Though you do not love the world too much, and though you are not fond of money or fond of fame, you may love a friend to such an excess that it may throw your whole soul into a sad disorder: when once you begin to find any creature grow, as it were, necessary to your happiness, then remember that it is high time to double your guard, for fear that you be found to provoke the Almighty to jealousy.

Then repeat this admonition to your own heart with the greatest solemnity:

O my soul! Now is the time for combat. If, by any feeble indulgence, your enemy has got the advantage against you, exert yourself as for your life in the strength of God. Remember your everlasting rest: remember the crown of glory, and remember for whom it is reserved. Let me always work to preserve an attitude suitable to one who has chosen his happiness in God, one who hopes that he is on his way to his heavenly presence.

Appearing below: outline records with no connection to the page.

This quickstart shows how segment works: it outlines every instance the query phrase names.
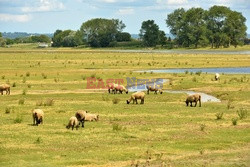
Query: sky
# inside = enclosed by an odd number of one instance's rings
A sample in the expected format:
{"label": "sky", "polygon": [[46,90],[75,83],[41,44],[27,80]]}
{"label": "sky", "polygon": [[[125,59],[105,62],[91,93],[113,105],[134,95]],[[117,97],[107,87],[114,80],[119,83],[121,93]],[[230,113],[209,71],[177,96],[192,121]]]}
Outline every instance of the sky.
{"label": "sky", "polygon": [[0,0],[0,32],[78,30],[90,19],[107,18],[121,20],[123,31],[131,34],[138,34],[147,20],[169,33],[165,20],[175,9],[214,5],[241,12],[250,34],[250,0]]}

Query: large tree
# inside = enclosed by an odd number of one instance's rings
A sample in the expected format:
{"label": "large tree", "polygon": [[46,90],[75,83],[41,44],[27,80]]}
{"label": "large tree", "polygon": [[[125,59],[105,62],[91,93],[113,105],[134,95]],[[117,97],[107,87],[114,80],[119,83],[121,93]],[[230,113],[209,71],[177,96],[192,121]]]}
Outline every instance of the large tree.
{"label": "large tree", "polygon": [[92,47],[107,47],[116,41],[116,35],[125,28],[118,19],[96,18],[84,22],[80,28],[83,39]]}
{"label": "large tree", "polygon": [[236,48],[237,45],[244,43],[247,30],[245,22],[246,18],[239,12],[231,11],[228,14],[225,21],[225,32],[230,40],[229,45],[232,44]]}
{"label": "large tree", "polygon": [[145,46],[156,46],[159,43],[159,26],[154,23],[154,20],[142,22],[140,29],[140,38]]}
{"label": "large tree", "polygon": [[211,47],[219,48],[228,42],[225,33],[225,21],[230,9],[225,6],[213,6],[207,12],[207,30]]}

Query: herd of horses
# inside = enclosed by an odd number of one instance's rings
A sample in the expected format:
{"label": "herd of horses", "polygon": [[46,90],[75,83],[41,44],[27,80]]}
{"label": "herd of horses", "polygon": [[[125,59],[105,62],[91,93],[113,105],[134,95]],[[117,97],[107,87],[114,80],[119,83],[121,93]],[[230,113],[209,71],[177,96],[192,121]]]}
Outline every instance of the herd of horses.
{"label": "herd of horses", "polygon": [[[220,78],[220,75],[216,73],[215,80],[219,80],[219,78]],[[150,91],[154,92],[155,94],[163,93],[163,90],[159,88],[156,84],[147,85],[146,88],[147,88],[147,94],[149,94]],[[1,95],[3,95],[4,91],[6,92],[6,95],[10,95],[10,85],[8,84],[0,85]],[[125,92],[126,94],[128,94],[128,89],[123,85],[110,83],[108,85],[108,92],[113,93],[113,94],[117,94],[117,93],[122,94],[123,92]],[[141,91],[141,92],[135,92],[131,94],[130,98],[126,102],[127,104],[130,104],[130,102],[133,101],[133,104],[134,103],[138,104],[137,100],[141,100],[141,104],[144,104],[144,99],[145,99],[145,93]],[[193,107],[193,103],[194,103],[194,107],[196,107],[198,102],[199,102],[199,106],[201,107],[201,95],[200,94],[189,95],[187,96],[185,100],[186,106],[189,106],[190,104],[191,107]],[[32,117],[33,117],[33,125],[42,124],[43,119],[44,119],[44,112],[41,109],[34,109],[32,110]],[[88,113],[88,111],[79,110],[75,113],[75,116],[72,116],[69,119],[69,123],[66,126],[66,128],[68,129],[72,128],[72,130],[74,128],[78,129],[80,124],[82,124],[82,127],[84,127],[85,121],[98,121],[98,119],[99,119],[99,115],[90,114]]]}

It is very true that the difficulties and effort are very great, but the reward will be ample in the serenity of our own souls, the sense of God’s approval, and the hope of an eternal reward.

And it will be, God willing, the subject of next week’s sermon, to urge those important motives which may awaken us so to keep our heart, and to highlight advice which may help us in doing it.

May we, by the grace of God, Keep our heart with all vigilance, for from it flow the springs of life.